To investigate the effects of temperature and bacterial density on kaempferol production, we cultured the engineered strain BL21/p23b-F3H-GGGS-FLS in LB medium with 50 μg/mL ampicillin at 37℃, and added naringenin, followed by incubation at 180 rpm for 24 hours. We analyzed kaempferol yield under different induction temperatures (16℃, 25℃, 30℃, 37℃, 42℃) and initial bacterial densities (OD600= 0.2, 0.6, 1, 1.5, 2.0). Results (Figure 6) showed that kaempferol production peaked at 30℃ and bacterial density OD600 = 1.0, with lower temperatures slowing cell growth and shifting resources toward kaempferol synthesis. At higher bacterial densities, nutrient depletion and increased competition reduced kaempferol yield. Therefore, 30℃ and OD600 = 1.0 were optimal conditions for maximizing kaempferol production.

Figure 6. Effects of temperature and bacterial concentrations on kaempferol production by engineered BL21/p23b-F3H-GGGS-FLS. (A) Effect of temperature on kaempferol yield. (B) Effect of bacterial concentration on kaempferol yield.

Optimization of Kaempferol Production -Substrate Concentration

To optimize kaempferol yield and conversion rate, we investigated the effect of different naringenin concentrations on production. The engineered strain BL21/p23b-F3H-GGGS-FLS was cultured in LB medium with 50 μg/mL ampicillin at 37°C. Naringenin at concentrations of 125, 250, 500, 1000, and 2000 mg/L was added, and the cultures were incubated at 180 rpm for 24 hours. Kaempferol yield was measured at 368 nm, and the conversion rate was calculated as kaempferol concentration/naringenin concentration. Results (Figure 7) showed that kaempferol production increased with naringenin concentration, peaking at 72.39 ± 6.63 mg/L at 1000 mg/L before decreasing at higher concentrations. The highest conversion rate (0.12 ± 0.01) occurred at 500 mg/L. Higher naringenin concentrations may have led to enzyme instability and cell toxicity, reducing both yield and conversion rate. Thus, 1000 mg/L is optimal for yield, while 500 mg/L is best for conversion efficiency.

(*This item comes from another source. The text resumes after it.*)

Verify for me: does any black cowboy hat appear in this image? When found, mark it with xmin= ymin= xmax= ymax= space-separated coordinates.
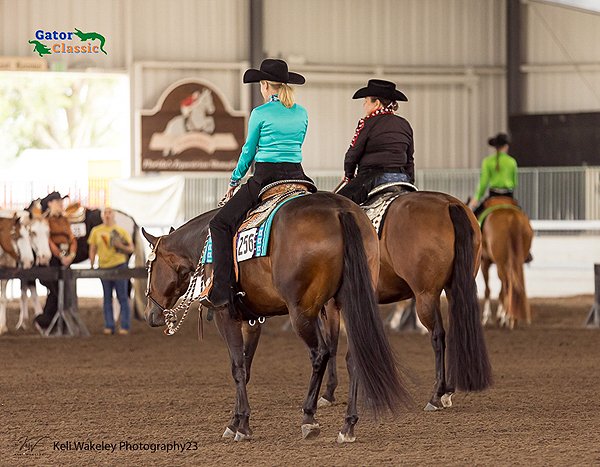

Figure 7. Effects of naringenin concentrations on kaempferol production by engineered bacteria BL21/p23b-F3H-GGGS-FLS. (A) Effect of naringenin at different concentrations on kaempferol yield. (B) Effect of naringenin at different concentrations on kaempferol molar conversion rate.

Optimization of Kaempferol Production - Linker

Figure 8. Agarose gel electrophoresis of F3H-GGGS-FLS, F3H-GGGS2-FLS, F3H-TPTP-FLS, F3H-TPTP-FLSF3H-TPTP2-FLS.

To evaluate the impact of different linkers on kaempferol production, recombinant strains carrying various linkers (F3H-GGGS-FLS, F3H-GGGS2-FLS, F3H-TPTP-FLS, and F3H-TPTP2-FLS) were inoculated into fresh LB medium containing 50 μg/mL ampicillin. The cultures were grown at 37°C until the bacterial density reached OD600 = 1.0. Afterward, 500 mg/L of naringenin was added to each strain, followed by incubation at 30°C for 24 hours. Kaempferol content was quantified using the method described previously. Results (Figure 9) demonstrated that the recombinant strain with the TPTP (rigid linker) produced 76.96 ± 4.19 mg/L of kaempferol, significantly higher than the strain with the GGGS (flexible linker), which produced 58.53 ± 6.33 mg/L. Furthermore, the strain with the TPTP2 (double copy) linker achieved the highest kaempferol yield at 93.35 ± 4.03 mg/L, surpassing the single-copy TPTP strain. These results suggest that the TPTP2 (double copy) linker provides the most efficient expression, offering a promising approach for optimizing kaempferol production.

Figure 9. Effects of different linkers on kaempferol biological production.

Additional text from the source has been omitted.